After extensive stage work with regional theater in Oregon and with the Circle Repertory Company and the New York Shakespeare Festival in NYC, Hurt made his film debut as a scientist who experiments on himself to terrifying effect in Ken Russell's "Altered States" (1980). He confirmed his status as a movie star when he co-starred as the cocky and sexy but foolish lawyer opposite Kathleen Turner in Lawrence Kasdan's steamy film noir suspenser, "Body Heat" (1981) and followed up as a psychologically maimed Vietnam vet in Kasdan's "The Big Chill" (1983).
A decided change of pace came first with Hurt's role as a Russian detective in "Gorky Park" (1983) and especially with his performance as the flamboyantly gay window dresser incarcerated in a Latin American jail in Hector Babenco's "Kiss of the Spider Woman" (1985). The latter earned him numerous plaudits, including an Oscar and Best Actor awards from the British Academy and the Cannes Film Festival. He had reached a peak of critical acclaim, and was a popular enough star to provide box-office insurance for "Children of a Lesser God" (1986), based on the Broadway success, with Hurt as a teacher of the hearing-impaired. He earned a second Best Actor Oscar nomination, and the following year made it three in a row with an amusing change-of-pace role as a dense newscaster in "Broadcast News" (1987).
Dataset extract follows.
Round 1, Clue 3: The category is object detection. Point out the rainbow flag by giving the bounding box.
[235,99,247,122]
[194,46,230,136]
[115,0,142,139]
Hurt's reticent persona meshed perfectly that of the emotionally withdrawn, reluctant travel writer in Kasdan's adaptation of the Anne Tyler bestseller, "The Accidental Tourist" (1988). It also suited his impersonal physician whose illness humanizes him in "The Doctor" (1991), a film which reteamed him with "Children" director Randa Haines. "The Doctor" marked Hurt's last box-office success for a while, and some saw his supporting turns as an adulterous college professor in "Mr. Wonderful" (1993) and as a corrupt cop in "Trial by Jury" (1994) as evidence of a decline into a character actor. But Hurt has long been the type who might call himself a character actor rather than a movie star; his role in "The Big Chill" was considerably smaller than those of several of his co-stars, and he also played an amusing smaller role as an inept hired killer in Kasdan's "I Love You to Death" (1990). He has, meanwhile, also played leads as the mysterious possessor of a sight-giving device in Wim Wenders' ambitious and somewhat underrated "Until the End of the World" (1991), as a potential adoptive father in "Second Sight" (1994) and as a Brooklyn writer in Wayne Wang's "Smoke" (1995).
As middle age set in, Hurt retained a sinewy physique but his blond mane was thinning and his looks were hardening. Nevertheless, he continued to bring his unique intelligence to a variety of roles. Hurt cut an idiosyncratic figure as Rochester in the 1996 remake of "Charlotte Bronte's Jane Eyre" while in Nora Ephron's "Michael" (also 1996), he delivered a strong portrait of a cynical tabloid reporter investigating the supposed visitation by an angel. The little seen gem "Loved" (1997) teamed him with Robin Wright Penn as a district attorney and a potential witness respectively. Hurt returned to the world of science fiction with his next two features, the muddled "Dark City", in which he played a police investigator looking into a possible murder, and the highly-anticipated feature version of "Lost in Space" (both 1998). Hurt rounded out 1998 with a stand-out performance as an impotent lawyer whose wife takes a lover in order to have a child in "The Proposition" and as the stoic husband of a dying woman (Meryl Streep) in "One True Thing".
With the dawning of the new millennium, the actor has continued to accept challenging parts whether they be supporting roles like his staunch Communist in Istvan Szabo's epic "Sunshine" or as the doomed patriarch of House Atreides in the Sci-Fi Channel miniseries "Frank Herbert's Dune" (both 2000) or leads in fare like the direct-to-cable "Contaminated Man" (also 2000). And Hurt continued to appear on the big screen, segueing from leading man roles to pivotal character parts, such as the desperate, obsessive Prof. Hobby in the Spielberg-Kubrick sci-fi fable "A.I.: Artificial Intelligence" (2001), Samuel L. Jackson's compassionate Alcoholics Anonymous sponsor in "Changing Lanes" (2002) and Angus, the father of Winnie Foster (Alexis Bledel, in the Disney adaptation of the children's classic novel "Tuck Everlasting."